Frequently Asked Questions

Common clinical questions about NORQUEST FE vs ADQUEY, answered by our medical review team.

1. What is the main difference between NORQUEST FE and ADQUEY?

NORQUEST FE is a Oral Contraceptive that works by NORQUEST FE is a combination oral contraceptive containing ethinyl estradiol and norethindrone. Ethinyl estradiol suppresses gonadotropin release, inhibiting ovulation. Norethindrone induces progestational changes in the endometrium, increasing cervical mucus viscosity, and also inhibits ovulation.. ADQUEY is a Oral Contraceptive that works by ADQUEY (aducanumab) is a human monoclonal antibody that selectively targets aggregated forms of amyloid beta (Aβ), including soluble oligomers and insoluble fibrils, reducing Aβ plaques in the brain.
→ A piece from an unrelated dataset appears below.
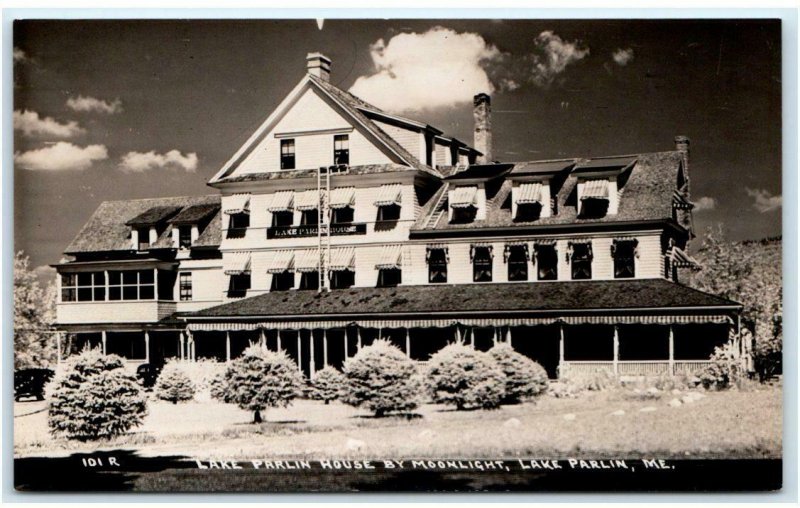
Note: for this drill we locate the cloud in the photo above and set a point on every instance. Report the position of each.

The exact mechanism linking Aβ reduction to clinical improvement is not fully established.. They differ in pharmacokinetic profiles, FDA-approved indications, and side effect profiles.
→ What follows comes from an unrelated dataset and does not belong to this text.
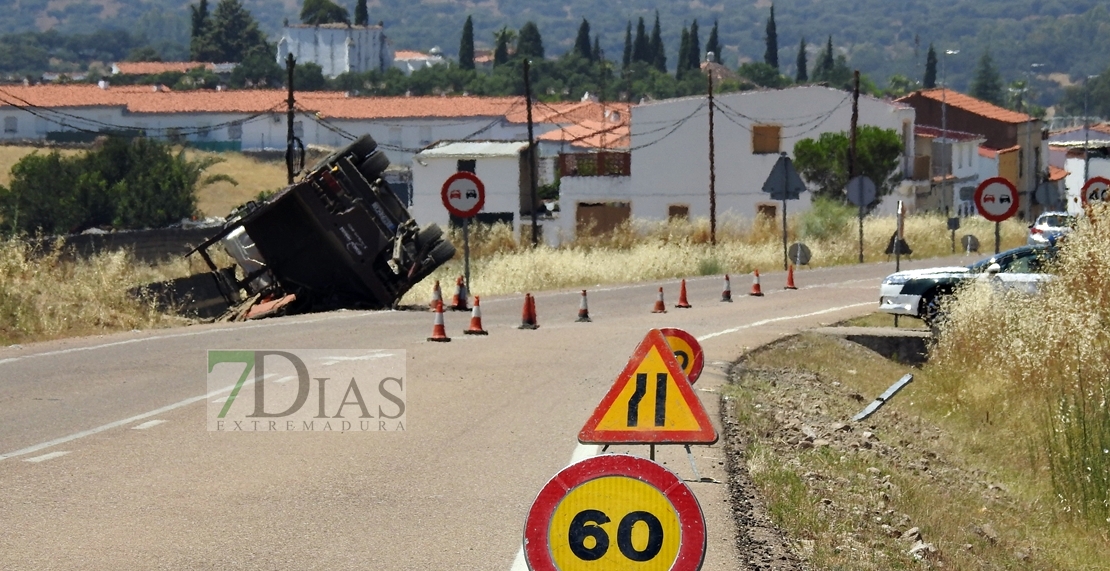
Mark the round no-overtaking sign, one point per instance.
(463, 194)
2. Which is stronger: NORQUEST FE or ADQUEY?

Potency comparisons between NORQUEST FE and ADQUEY depend on the specific clinical indication. These are both Oral Contraceptive agents and are not directly interchangeable by dose. A physician or clinical pharmacist should guide any therapeutic switching decisions.

3. What is the standard dosing for NORQUEST FE vs ADQUEY?
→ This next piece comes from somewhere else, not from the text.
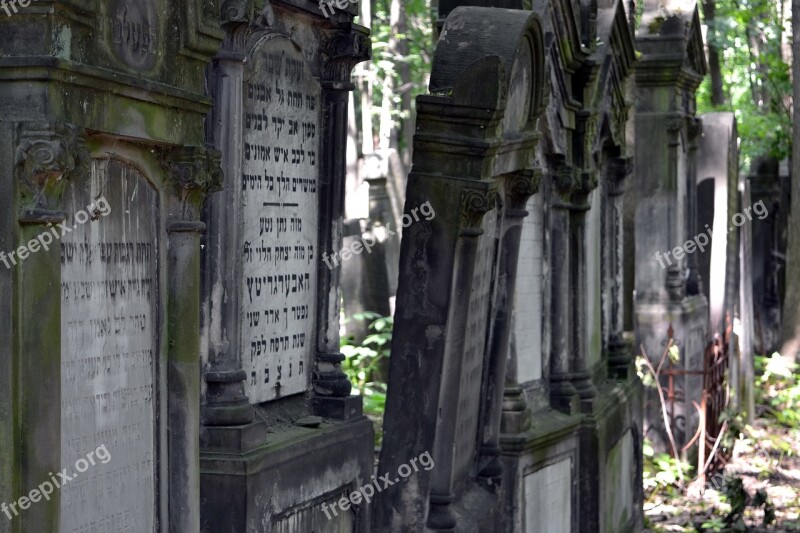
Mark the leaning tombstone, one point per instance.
(473, 157)
(283, 440)
(668, 288)
(103, 179)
The standard adult dose of NORQUEST FE is: One tablet orally once daily, each tablet containing 1 mg norethindrone acetate and 20 mcg ethinyl estradiol (21 active tablets) followed by 7 ferrous fumarate tablets.. The standard adult dose of ADQUEY is: 400 mg orally once daily with food.. Dosing should always be individualized based on indication, renal and hepatic function, age, and other patient factors.

4. Can you take NORQUEST FE and ADQUEY together?

No direct drug-drug interaction has been formally documented between NORQUEST FE and ADQUEY in current clinical databases. However, individual patient risk factors including other medications, organ function, and comorbidities should always be evaluated by a qualified healthcare provider.

5. Are NORQUEST FE and ADQUEY safe during pregnancy?

The maternal-fetal safety profiles differ. NORQUEST FE is classified as Category C. Pregnancy category X. Contraindicated in pregnancy due to risk of fetal harm. First trimester: estrogen exposure associated with congenital anomalies including cardiovascular and n. ADQUEY is classified as Category C. ADQUEY (estradiol valerate/dienogest) is contraindicated in pregnancy. First trimester exposure may cause congenital anomalies including cardiovascular and neural tube defects. Sec. Always consult a maternal-fetal medicine specialist before taking either drug during pregnancy or lactation.